Increasingly, firms are being victimized by electronic fund transfer (“EFT” or “wire transfer”) fraud crimes. Many of these incidents started with fraudulent emails originally directed to senior-level administrators (a practice known as phishing). These emails have familiar logos and similar (but slightly different) email addresses, sender names, and signatures which would not normally raise suspicion about their legitimacy. In some cases, phone calls are received from people masquerading as existing vendors’ personnel (a practice known as vishing).
EFTs and EFT Fraud
EFT refers to the electronic transfer of money from one financial institution to another. It includes activities such as ACH (Automated Clearing House) transactions, wire transfers, electronic checks, credit/debit card payments, payroll direct deposits, ATM activities, and the use of mobile apps such as Venmo. All are fast and generally safe ways to send and receive payments. However, they’re becoming a leading way for criminals to steal funds. The good news is that tools and methods to fight back exist.
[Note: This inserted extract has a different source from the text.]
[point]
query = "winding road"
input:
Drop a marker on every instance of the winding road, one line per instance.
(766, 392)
Tips to Avoid Becoming a Victim of EFT Fraud
Preventing most EFT fraud is a matter of isolating work practices from the hazards causing these incidents (engineering controls) and changing the ways we work (administrative controls). For example, firms should consider the following:
Engineering controls
- Implement Positive Pay for all checks and Automated Clearing House (ACH) for transactions. This is an online banking fraud mitigation service that allows firms to manage ACH debits and credits posted to your business account via filters and blocks.
- Use a verified Vendor/Supplier Portal for entry and validation of critical information (name, address, bank account, tax ID number).
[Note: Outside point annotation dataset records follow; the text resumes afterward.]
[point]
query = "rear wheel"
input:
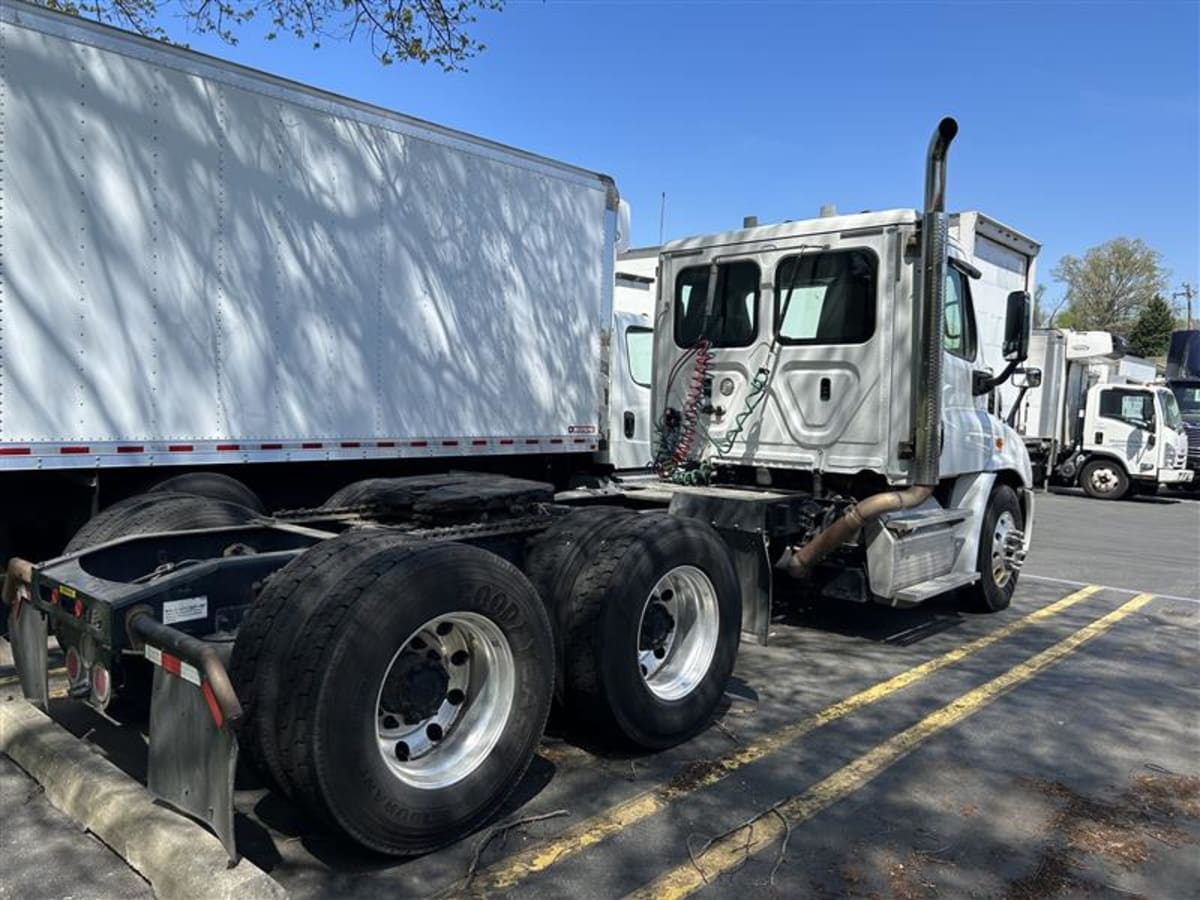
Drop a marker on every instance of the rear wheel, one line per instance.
(417, 690)
(213, 485)
(653, 622)
(1104, 480)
- Use a secured Employee Portal where employees enter initial and requested changes to critical information (address, bank account information), which needs secondary approval from another employee.
- Use multi-factor authentication with all these and other critical systems.
Administrative controls
- Ensure that employees who have control over EFT disbursement are:
- Restricted to approvals only with the co-approval of another authorized employee (i.e., a two deep approval process),
- Subject to unannounced rotation of duties,
- Precluded from having relatives that work in the firm’s bookkeeping, audit, data processing, or funds transfer requests’ departments or areas,
- Required to take a minimum number of consecutive days as part of their annual vacation, and
- Immediately re-assigned if they have given notice of resignation or have been notified of pending termination.
- Implement a call-back verification process. Receive verbal communication using trusted information on file regarding all changes on critical information via a call back.
- Be wary of sudden changes in vendor practices or information on file. Carefully review and verify that email names and extensions are accurate and legitimate, including single letter changes or changes in the extension from “.edu” or “.com” to “.org” or “.us”.
- Always perform a validation transfer (or test deposit) with a blind confirmation for all new vendors or vendors requesting a change in electronic banking information.
- Set limits on the dollar value of allowed EFTs.
- Do not use the “Reply” option to respond to emails related to payment directions. Instead, use the “Forward” option and either type in the correct email address.
- Implement regular training of your firm’s employees in fraud prevention practices.